Sunday, 26 February 2012

Goldfish in Hong Kong

 Goldfish in Hong Kong.
Photo by Michael Murton

A photograph of goldfish in plastic bags hanging in a market in Hong Kong sent to me by a friend this week reminded me of some paintings that I did 10 or more years ago. It is an odd thing that when making work how old themes and ideas return, unbidden yet transformed into something visually new and different. I like the way that this somehow takes me by surprise.

 
 Husk.
 
The bag a throwaway, an insignificant thing drawing as much attention to itself as to the thing that it contains!

Sunday, 19 February 2012

Medical Specimens?

 Occupy 2

Even before I began to enclose some of my constructed drawings in bags there were connections between these works and medical specimens preserved in jars. There is for many of us a fascination with the strange, eclectic and wonderful choices that are found for example in The Wellcome Collection, London http://www.wellcomecollection.org/whats-on/exhibitions.aspx and The Pitt Rivers Museum, Oxford http://www.prm.ox.ac.uk/.
The body parts trapped for examination, odd little somethings separated from the whole giving them an entirely other life and other meaning.

Sunday, 12 February 2012

...last chance to see the Lygia Pape at the Serpentine Gallery!

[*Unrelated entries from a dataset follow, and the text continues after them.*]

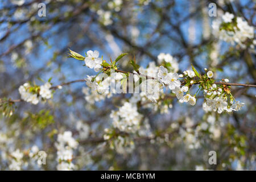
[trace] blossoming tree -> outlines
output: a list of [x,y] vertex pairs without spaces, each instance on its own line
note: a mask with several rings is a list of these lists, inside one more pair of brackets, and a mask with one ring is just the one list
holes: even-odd
[[255,3],[238,1],[3,3],[0,169],[255,169]]

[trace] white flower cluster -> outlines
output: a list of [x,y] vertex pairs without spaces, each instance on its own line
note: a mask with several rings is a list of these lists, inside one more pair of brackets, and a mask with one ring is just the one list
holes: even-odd
[[[192,71],[185,71],[183,73],[185,76],[188,76],[190,78],[195,77],[195,72]],[[184,92],[188,91],[188,87],[183,86],[180,88],[181,82],[178,80],[180,77],[183,75],[178,75],[177,73],[168,73],[167,69],[163,66],[160,66],[158,73],[160,81],[166,85],[168,85],[169,89],[176,94],[177,98],[180,103],[188,102],[191,105],[196,104],[196,98],[191,96],[189,93],[184,96]]]
[[97,72],[101,69],[101,64],[102,63],[102,59],[98,57],[100,53],[98,51],[91,50],[87,51],[87,56],[85,57],[84,61],[86,67],[90,68],[94,68],[94,71]]
[[39,148],[37,146],[33,146],[30,150],[30,152],[28,154],[28,156],[33,160],[36,161],[36,164],[39,166],[43,164],[43,161],[41,160],[40,156],[38,155],[38,152],[39,152]]
[[176,73],[179,71],[179,63],[177,60],[170,53],[160,53],[158,56],[158,62],[159,64],[165,63],[165,67],[171,72]]
[[233,104],[233,101],[230,101],[230,104],[232,105],[229,106],[226,97],[222,96],[216,97],[213,99],[206,98],[206,102],[204,102],[203,108],[205,111],[217,111],[218,114],[221,114],[224,110],[228,113],[238,111],[245,104],[240,101],[236,101]]
[[[231,43],[233,45],[237,43],[242,48],[246,46],[245,42],[247,39],[253,39],[254,28],[243,20],[242,17],[234,17],[234,15],[226,12],[222,16],[222,20],[214,20],[212,23],[213,33],[219,36],[220,39]],[[256,43],[255,41],[253,43]],[[254,45],[251,44],[253,48]]]
[[135,149],[133,140],[129,137],[118,136],[110,144],[110,148],[115,149],[120,154],[129,154]]
[[59,171],[72,170],[75,165],[72,163],[73,149],[78,146],[77,142],[72,136],[71,131],[65,131],[63,134],[59,134],[55,147],[57,150],[57,160],[59,164],[57,169]]
[[108,3],[108,6],[110,9],[114,9],[115,11],[118,12],[121,10],[122,3],[122,0],[113,0],[113,1],[109,1]]
[[[50,90],[51,86],[51,84],[48,82],[40,86],[39,96],[43,99],[49,99],[52,97],[52,92]],[[19,86],[19,92],[21,98],[27,102],[36,105],[39,102],[40,98],[36,92],[31,91],[30,89],[33,89],[33,87],[29,83],[25,83]]]
[[32,94],[28,90],[30,85],[28,83],[24,83],[23,85],[21,85],[19,88],[19,92],[20,94],[21,98],[28,102],[31,102],[36,105],[39,102],[36,94]]
[[139,129],[142,115],[138,112],[136,105],[126,102],[118,111],[112,111],[110,118],[114,127],[121,131],[135,133]]

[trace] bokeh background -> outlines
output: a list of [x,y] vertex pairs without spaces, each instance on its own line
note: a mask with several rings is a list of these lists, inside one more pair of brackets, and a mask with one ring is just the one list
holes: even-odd
[[[217,5],[217,17],[208,15],[212,2]],[[46,5],[46,17],[38,15],[39,3]],[[192,64],[200,72],[212,70],[216,78],[255,84],[255,49],[240,48],[212,34],[212,21],[226,11],[255,27],[253,0],[0,1],[0,98],[19,99],[19,86],[29,81],[40,85],[40,80],[52,77],[55,85],[96,75],[67,57],[69,48],[83,55],[98,50],[107,60],[129,53],[120,61],[120,69],[127,71],[132,71],[128,60],[134,55],[146,68],[151,61],[157,64],[160,53],[170,53],[179,62],[179,73]],[[142,109],[156,136],[138,138],[132,152],[119,154],[102,137],[111,125],[111,110],[129,96],[116,94],[92,104],[84,98],[82,87],[84,82],[63,86],[52,99],[36,105],[14,103],[11,116],[0,117],[1,170],[9,169],[9,152],[16,148],[25,152],[35,144],[47,153],[47,164],[31,164],[23,158],[22,169],[56,169],[54,143],[57,134],[67,130],[79,141],[73,160],[77,169],[255,169],[255,88],[232,87],[233,95],[245,105],[232,114],[205,113],[203,99],[193,107],[173,99],[166,113],[160,107]],[[189,147],[174,125],[185,131],[190,127],[193,133],[193,126],[209,119],[214,120],[220,134],[214,138],[209,131],[200,132],[197,148]],[[79,122],[86,126],[82,138]],[[208,164],[211,150],[217,152],[217,165]]]

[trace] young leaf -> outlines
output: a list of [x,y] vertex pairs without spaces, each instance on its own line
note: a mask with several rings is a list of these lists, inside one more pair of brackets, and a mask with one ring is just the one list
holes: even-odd
[[130,64],[131,64],[132,65],[132,66],[133,67],[133,69],[134,69],[134,70],[137,72],[139,72],[139,65],[135,63],[134,60],[130,60]]
[[69,55],[69,56],[68,56],[68,57],[73,57],[73,58],[75,58],[79,60],[82,60],[82,61],[84,60],[85,57],[84,56],[79,54],[77,52],[73,51],[71,49],[69,49],[69,50],[70,51],[70,53],[68,54]]
[[120,59],[121,59],[123,56],[125,56],[125,55],[127,55],[128,53],[121,53],[120,55],[118,56],[118,57],[117,57],[117,59],[115,60],[115,61],[114,61],[114,65],[115,65],[115,63],[117,63],[117,61],[118,61]]
[[195,74],[196,74],[196,75],[199,77],[200,77],[200,75],[199,75],[199,73],[197,72],[197,71],[196,71],[196,68],[194,68],[194,67],[191,64],[191,66],[192,67],[192,69],[195,72]]

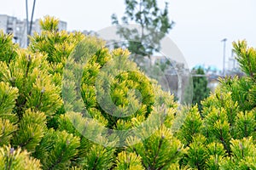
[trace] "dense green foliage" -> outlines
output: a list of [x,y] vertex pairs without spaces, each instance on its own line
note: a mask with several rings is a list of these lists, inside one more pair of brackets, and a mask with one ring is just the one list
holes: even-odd
[[[177,110],[173,96],[128,60],[128,50],[58,31],[55,18],[41,24],[27,49],[0,33],[0,169],[256,168],[256,50],[245,42],[234,48],[247,76],[221,80],[200,113]],[[72,70],[83,71],[80,91]],[[173,131],[176,117],[183,122]],[[112,136],[107,128],[137,130]]]

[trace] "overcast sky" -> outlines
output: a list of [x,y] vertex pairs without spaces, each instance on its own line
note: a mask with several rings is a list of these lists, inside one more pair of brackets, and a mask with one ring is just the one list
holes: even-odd
[[[0,0],[0,14],[26,18],[25,0]],[[32,0],[28,0],[29,9]],[[231,42],[246,39],[256,48],[255,0],[169,0],[170,18],[176,22],[168,35],[183,52],[189,67],[197,64],[223,68]],[[163,6],[164,0],[159,0]],[[124,0],[37,0],[34,19],[46,14],[67,22],[67,29],[98,31],[111,26],[111,14],[122,16]]]

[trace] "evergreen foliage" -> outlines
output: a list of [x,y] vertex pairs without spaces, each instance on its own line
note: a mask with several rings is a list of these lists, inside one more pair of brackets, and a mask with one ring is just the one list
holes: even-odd
[[[173,96],[128,60],[128,50],[110,51],[96,37],[58,31],[55,18],[41,25],[27,49],[0,34],[0,169],[256,168],[256,50],[246,42],[234,48],[247,76],[220,80],[201,112],[196,106],[178,111]],[[83,71],[81,100],[72,82],[79,76],[65,67]],[[62,83],[63,76],[70,79]],[[115,110],[108,110],[112,104]],[[179,114],[184,122],[173,131]],[[137,130],[111,136],[107,128]],[[113,147],[118,144],[125,144]]]

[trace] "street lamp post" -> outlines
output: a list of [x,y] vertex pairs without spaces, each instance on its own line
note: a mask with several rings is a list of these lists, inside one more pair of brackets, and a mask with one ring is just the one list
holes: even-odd
[[224,38],[221,40],[221,42],[224,42],[224,48],[223,48],[223,76],[225,76],[225,54],[226,54],[226,41],[228,39]]

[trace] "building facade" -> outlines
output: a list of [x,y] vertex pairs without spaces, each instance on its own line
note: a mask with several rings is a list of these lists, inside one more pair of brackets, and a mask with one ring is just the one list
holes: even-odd
[[[27,46],[26,20],[20,20],[14,16],[0,14],[0,30],[3,30],[4,33],[13,34],[14,42],[19,43],[20,48],[26,48]],[[60,20],[59,30],[67,30],[67,22]],[[39,20],[38,19],[32,22],[32,34],[40,31],[41,28]]]

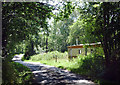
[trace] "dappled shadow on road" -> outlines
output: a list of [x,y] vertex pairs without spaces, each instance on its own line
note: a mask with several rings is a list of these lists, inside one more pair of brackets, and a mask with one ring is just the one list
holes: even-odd
[[34,74],[33,84],[39,85],[95,85],[79,75],[43,64],[22,63]]

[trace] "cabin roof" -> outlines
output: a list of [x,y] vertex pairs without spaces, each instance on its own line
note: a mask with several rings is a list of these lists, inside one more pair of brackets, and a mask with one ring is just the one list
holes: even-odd
[[79,45],[72,45],[72,46],[68,46],[68,48],[83,48],[83,46],[92,46],[92,47],[99,47],[101,45],[101,42],[97,42],[97,43],[87,43],[87,44],[79,44]]

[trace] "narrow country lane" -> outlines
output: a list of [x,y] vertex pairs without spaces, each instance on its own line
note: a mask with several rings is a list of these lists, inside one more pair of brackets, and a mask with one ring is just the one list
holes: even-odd
[[67,70],[36,62],[16,61],[31,69],[35,85],[96,85]]

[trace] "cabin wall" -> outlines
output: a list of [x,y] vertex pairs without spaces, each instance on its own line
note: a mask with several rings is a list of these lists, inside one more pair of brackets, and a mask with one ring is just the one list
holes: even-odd
[[[95,48],[87,48],[87,55],[91,54],[94,50]],[[68,56],[70,58],[77,57],[79,54],[85,55],[85,48],[68,48]]]

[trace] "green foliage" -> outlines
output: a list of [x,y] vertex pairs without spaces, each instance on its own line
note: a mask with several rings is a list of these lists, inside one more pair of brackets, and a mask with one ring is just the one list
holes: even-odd
[[32,72],[22,64],[3,61],[2,84],[30,84]]
[[52,60],[56,58],[64,58],[67,56],[67,52],[61,53],[58,51],[48,52],[44,54],[37,54],[34,56],[30,56],[30,60],[32,61],[40,61],[40,60]]

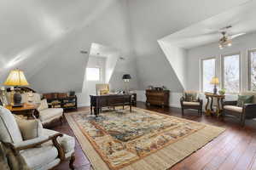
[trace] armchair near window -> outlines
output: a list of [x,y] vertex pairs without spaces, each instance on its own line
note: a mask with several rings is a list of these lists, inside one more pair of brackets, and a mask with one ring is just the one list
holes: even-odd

The Lygia Pape exhibition was made more beguiling by its contrast to the David Hockney which I visited the day before.http://www.serpentinegallery.org/2011/03/lygia_pape.html
The Serpentine on a freezing cold morning was an oasis of calm and quietness with Pape's thoughtful, thought provoking and challenging work filling the white spaces.
Of particular interest to me were her spare woodcuts and ink drawings. They demanded a long and careful looking which left me feeling somehow rewarded and enriched.




I suppose that this quality of meditative looking is something that I seek in my own work and value in the viewer who takes the time to give more than a passing glance.

Sunday, 5 February 2012

The Death of Dorothea Tanning

Dorothea Tanning died at the end of last month, she was 101 years old!She was probably the best known of the female Surrealists. The last time I saw one of her works exhibited was in the 'elles@centrepompidou' a couple of years ago. The work was titled 'Chambre 202, Hotel du Pavot'
http://www.dorotheatanning.org/life-and-work/view-work/work-132
Its stuffed figures recalled again the work of Louise Bourgeois.
I don't think that these connections are coincidences. The influences of these great women artists work at many levels not the least as an undercurrent of thought or a pulse of visual memory. Then unbidden they weave their way into my own works, both unrecognised and recognised.